Oyinkansola Adesewa Oyeyiola-Ourias, yang dipanggil Oyinkansola, sudah menulis puisi sejak berumur 5 tahun. Ia tampil dalam lomba deklamasi di Lagos, dan bersaing dengan seniman perempuan lainnya.
Titi Mabogunje, penyair perempuan muda lainnya mengatakan, pertunjukan deklamasi membuatnya “berani”, dan ia memenangkan lomba deklamasi yang pertama. Sekarang ia menjadi mentor cara berdeklamasi untuk remaja di Lagos.
Tahun lalu, seorang gadis 14 tahun bernama Ibukun Ajagbe menjadi pemenang lomba, dan penonton mengapresiasinya dengan ‘standing ovation’.
“Puisi menjadi media menyuarakan semua beban pikiran kami tentang ketidakadilan,” kata Oyinkansola, yang didukung sejumlah perempuan ketia ia berdeklamasi. “Kami menggunakan puisi untuk mengubah hidup, untuk menyampaikan pesan.”
Mestinya Negara Kami Tidak Seperti Ini
Seniman muda yang bersemangat itu tinggal di rumah dengan jalan masuk yang terjaga keamanannya, di lingkungan yang jauh dari tetangga di.Lagos, dekat stasiun bensin yang kerap kekurangan stok bahan bakar.
Di ruang tamu, ia membanggakan karyanya: lukisannya, ia telah menerbitkan buku puisi pertamanya ketika ia masih berusia delapan tahun. Dia meletakkan motif kain berwarna-warni, yang baru dicelupkan lilin. Beberapa pakaiannya didesain dan dijahit oleh penjahit lokal
Ia mengaku terinspirasi penyair Nigeria Wole Soyinka dan John Lada Clark.
Melalui internet ia bisa berhubungan dengan penyair lainnya, dan membuatnya punya ide-ide penelitian. Di teleponnya, yang selalu mengikuri seri terbaru, ia membuat video pertunjukan puisinya yang diperlukannya untuk memasuki kompetisi berikutnya. Melalui Facebook dan Whatsapp, ia terus berkonsultasi dengan mentornya dan berhubungan dengan komunitas seniman muda lainnya.

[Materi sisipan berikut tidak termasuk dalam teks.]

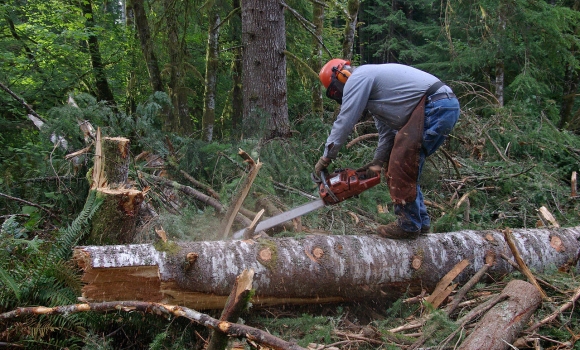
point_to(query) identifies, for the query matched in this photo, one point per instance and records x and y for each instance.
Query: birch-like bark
(312, 269)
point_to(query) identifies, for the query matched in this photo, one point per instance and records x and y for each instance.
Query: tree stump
(115, 220)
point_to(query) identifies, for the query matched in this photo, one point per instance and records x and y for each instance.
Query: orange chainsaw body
(345, 183)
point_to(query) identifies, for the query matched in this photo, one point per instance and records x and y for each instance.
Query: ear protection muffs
(342, 74)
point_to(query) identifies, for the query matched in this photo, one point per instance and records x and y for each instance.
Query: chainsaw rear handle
(345, 183)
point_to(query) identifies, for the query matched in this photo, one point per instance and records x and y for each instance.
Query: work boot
(394, 231)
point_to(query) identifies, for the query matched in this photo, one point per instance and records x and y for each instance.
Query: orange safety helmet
(334, 67)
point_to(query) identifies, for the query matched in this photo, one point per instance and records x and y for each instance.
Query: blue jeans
(440, 118)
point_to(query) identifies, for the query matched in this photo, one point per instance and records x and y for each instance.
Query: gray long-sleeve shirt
(390, 92)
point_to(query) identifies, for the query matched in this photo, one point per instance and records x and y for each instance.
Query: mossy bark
(115, 161)
(317, 269)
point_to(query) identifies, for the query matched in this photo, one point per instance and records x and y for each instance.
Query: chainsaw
(332, 188)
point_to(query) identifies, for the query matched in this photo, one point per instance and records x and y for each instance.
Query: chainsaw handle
(328, 190)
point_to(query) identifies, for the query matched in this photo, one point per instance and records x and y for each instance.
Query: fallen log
(312, 269)
(502, 324)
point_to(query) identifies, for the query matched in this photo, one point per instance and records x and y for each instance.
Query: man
(414, 112)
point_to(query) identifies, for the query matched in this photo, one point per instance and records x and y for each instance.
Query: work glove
(321, 166)
(372, 168)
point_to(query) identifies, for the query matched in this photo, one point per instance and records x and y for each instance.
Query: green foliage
(304, 330)
(39, 272)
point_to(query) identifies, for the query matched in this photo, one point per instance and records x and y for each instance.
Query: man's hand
(373, 167)
(322, 164)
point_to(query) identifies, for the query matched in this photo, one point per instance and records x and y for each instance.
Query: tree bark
(178, 120)
(103, 89)
(502, 324)
(211, 67)
(316, 59)
(115, 161)
(264, 73)
(144, 34)
(237, 72)
(350, 29)
(312, 269)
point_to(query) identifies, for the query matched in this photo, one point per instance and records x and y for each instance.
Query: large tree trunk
(352, 7)
(264, 73)
(211, 69)
(144, 34)
(312, 269)
(103, 91)
(316, 59)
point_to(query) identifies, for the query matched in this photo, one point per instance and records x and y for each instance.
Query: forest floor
(411, 323)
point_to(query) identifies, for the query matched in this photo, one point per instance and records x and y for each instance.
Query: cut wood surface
(502, 324)
(310, 269)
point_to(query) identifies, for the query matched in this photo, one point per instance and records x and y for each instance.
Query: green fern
(70, 236)
(7, 280)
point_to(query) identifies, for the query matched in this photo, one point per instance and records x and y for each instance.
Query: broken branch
(228, 328)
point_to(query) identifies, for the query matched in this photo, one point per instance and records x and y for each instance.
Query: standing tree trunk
(237, 69)
(316, 60)
(264, 73)
(103, 91)
(211, 67)
(571, 80)
(144, 35)
(312, 269)
(350, 29)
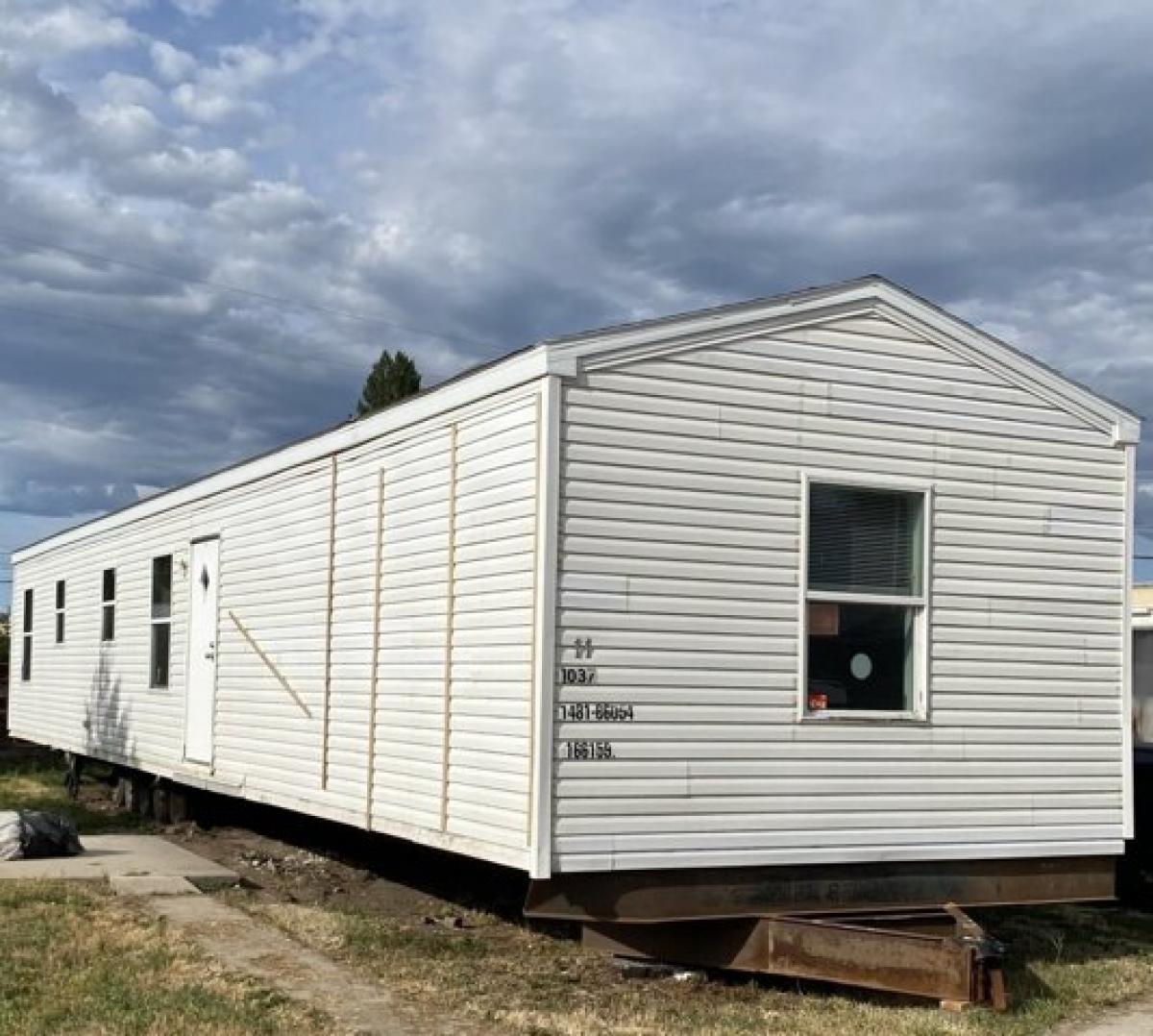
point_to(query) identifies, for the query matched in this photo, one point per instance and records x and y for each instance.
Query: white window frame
(61, 623)
(920, 712)
(27, 616)
(162, 621)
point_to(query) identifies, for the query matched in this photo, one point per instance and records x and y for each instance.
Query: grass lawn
(74, 959)
(39, 786)
(1065, 962)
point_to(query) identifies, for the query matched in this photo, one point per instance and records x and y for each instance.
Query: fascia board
(706, 327)
(518, 369)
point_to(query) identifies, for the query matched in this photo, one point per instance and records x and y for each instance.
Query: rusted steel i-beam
(938, 951)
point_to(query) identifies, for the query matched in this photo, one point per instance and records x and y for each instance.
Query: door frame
(210, 765)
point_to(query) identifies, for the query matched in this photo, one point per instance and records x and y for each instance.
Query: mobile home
(829, 584)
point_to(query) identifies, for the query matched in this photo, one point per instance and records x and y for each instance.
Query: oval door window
(860, 665)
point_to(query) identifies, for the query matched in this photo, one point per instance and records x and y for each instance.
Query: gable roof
(624, 343)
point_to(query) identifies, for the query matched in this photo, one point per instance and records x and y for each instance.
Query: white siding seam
(1127, 652)
(375, 677)
(449, 600)
(546, 628)
(327, 708)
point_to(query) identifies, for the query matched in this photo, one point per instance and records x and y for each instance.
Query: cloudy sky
(213, 213)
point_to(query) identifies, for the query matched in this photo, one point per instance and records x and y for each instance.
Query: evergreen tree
(393, 378)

“Saya memanfaatkan waktu sebaik-baiknya,” katanya ketika ditanya bagaimana dia berhasil mengejar bermacam-macam minatnya
Dia mendaftar semua targetnya; menjadi perancang busana, memiliki program TV sendiri, untuk menggapai sukses sebagai seorang penyair. “Saya diberitahu harus menunggu sampai aku dewasa,” kata dia
.”Negara kami mestinya tidak seperti ini.negara kami mestinya lebih maju. Jadi saya tidak berpikir mereka yang memerintah kami itu baik. Kami harus pergi ke internet untuk mendapatkan pendidikan, belajar bagi diri kami sendiri,” katanya.
Setelah berusia 18, ia berencana serius memasuki kancah politik, dan mungkin maju sebagai calon dalam pemilihan lokal.

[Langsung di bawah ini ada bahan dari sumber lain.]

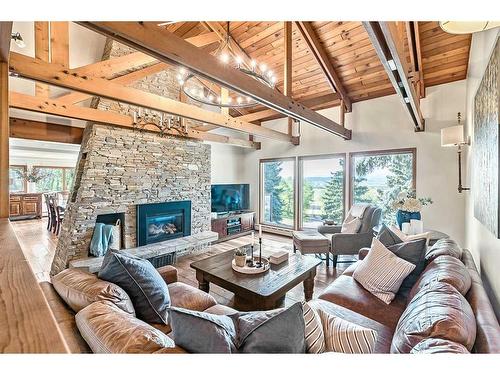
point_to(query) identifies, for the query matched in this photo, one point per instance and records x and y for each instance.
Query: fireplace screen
(163, 227)
(158, 222)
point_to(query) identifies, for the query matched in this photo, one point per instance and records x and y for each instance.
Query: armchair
(351, 243)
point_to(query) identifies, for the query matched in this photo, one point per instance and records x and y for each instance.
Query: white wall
(380, 124)
(482, 243)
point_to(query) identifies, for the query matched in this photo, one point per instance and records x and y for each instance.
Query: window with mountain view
(378, 177)
(321, 189)
(278, 192)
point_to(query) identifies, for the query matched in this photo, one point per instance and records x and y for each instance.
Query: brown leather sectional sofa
(433, 317)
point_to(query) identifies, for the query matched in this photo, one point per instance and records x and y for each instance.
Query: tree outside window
(378, 178)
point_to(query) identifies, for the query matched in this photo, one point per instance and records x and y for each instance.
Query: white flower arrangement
(408, 201)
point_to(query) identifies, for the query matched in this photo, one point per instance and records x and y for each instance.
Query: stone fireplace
(136, 175)
(157, 222)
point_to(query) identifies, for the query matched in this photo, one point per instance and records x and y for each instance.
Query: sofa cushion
(108, 329)
(347, 292)
(79, 289)
(342, 336)
(274, 331)
(438, 310)
(443, 246)
(446, 269)
(189, 297)
(384, 333)
(438, 346)
(382, 272)
(144, 285)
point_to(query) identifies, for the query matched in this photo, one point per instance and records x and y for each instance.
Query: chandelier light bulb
(224, 58)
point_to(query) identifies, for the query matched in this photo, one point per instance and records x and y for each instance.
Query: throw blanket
(352, 222)
(100, 239)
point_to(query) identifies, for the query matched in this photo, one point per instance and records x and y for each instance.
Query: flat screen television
(230, 197)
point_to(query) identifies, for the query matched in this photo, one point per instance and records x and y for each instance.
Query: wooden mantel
(26, 321)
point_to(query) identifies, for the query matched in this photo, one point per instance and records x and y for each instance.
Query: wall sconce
(454, 136)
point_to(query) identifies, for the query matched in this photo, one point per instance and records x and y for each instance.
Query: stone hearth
(119, 169)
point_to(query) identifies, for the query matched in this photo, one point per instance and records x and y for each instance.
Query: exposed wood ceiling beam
(59, 43)
(387, 39)
(44, 131)
(5, 38)
(77, 97)
(56, 75)
(53, 107)
(321, 57)
(149, 38)
(42, 40)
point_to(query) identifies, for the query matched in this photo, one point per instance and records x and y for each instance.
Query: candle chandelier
(165, 123)
(194, 88)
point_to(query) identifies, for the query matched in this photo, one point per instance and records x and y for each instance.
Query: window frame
(393, 151)
(25, 184)
(261, 192)
(300, 159)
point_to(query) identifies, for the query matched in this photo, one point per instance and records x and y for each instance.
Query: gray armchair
(351, 243)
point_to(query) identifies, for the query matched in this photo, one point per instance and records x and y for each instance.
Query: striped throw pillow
(382, 272)
(342, 336)
(315, 339)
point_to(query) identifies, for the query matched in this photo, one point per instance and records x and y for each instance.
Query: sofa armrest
(363, 253)
(350, 243)
(329, 229)
(168, 273)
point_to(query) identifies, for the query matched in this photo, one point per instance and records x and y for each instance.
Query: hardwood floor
(39, 246)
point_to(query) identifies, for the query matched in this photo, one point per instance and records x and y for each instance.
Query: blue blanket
(103, 234)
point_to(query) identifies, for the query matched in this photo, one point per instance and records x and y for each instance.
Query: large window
(377, 177)
(277, 192)
(17, 183)
(321, 189)
(54, 179)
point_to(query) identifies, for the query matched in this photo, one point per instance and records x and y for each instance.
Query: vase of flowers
(240, 257)
(409, 207)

“Aku belum berkuasa,” katanya. “Namun berkuasa atas diri kami. Kami tidak mengharapkan terjadi keajaiban, tapi harus melakukan sesuatu untuk mewujudkan keajaiban. Saya berharap bahwa presiden baru dan pemerintah dapat melakukan sesuatu yang lebih baik, terutama bagi orang-orang muda. ”
Dalam pemilu terakhir Nigeria, orang-orang muda dikerahkan di seluruh negeri, itu sebabnya ia berpikir untuk terjun ke kancah politik sendiri.
‘Mimpi Yang Terbunuh’
Berita utama internasional tentang Nigeria sering membatasi cerita hanya tentang korban atau kontak senjata. Tapi mengesampingkan nasib perempuan dan anak-anak yang diculik dari Chibok, mereka menjadi korban mutilasi dan perdagangan manusia.
Penculikan anak perempuan di Nigeria utara banyak dipengaruhi Boko Haram. Dan Oyinkansola, bermukim di metropolitan Lagos. Dia menunjukkan lukisan catnya, penafsiran surealis dari hutan Sambisa, tempat persembunyian Boko Haram. Disana didengarnya berita tentang tiga orang dalam jubah berkerudung yang diculik.
“Bagaimana andai aku di posisi mereka, “katanya.”Aku merasa mereka sebagai saudara saya, sedarah dengan saya. Saya yakin mereka juga memiliki talenta kreatif. Tapi mimpi mereka telah terbunuh. ”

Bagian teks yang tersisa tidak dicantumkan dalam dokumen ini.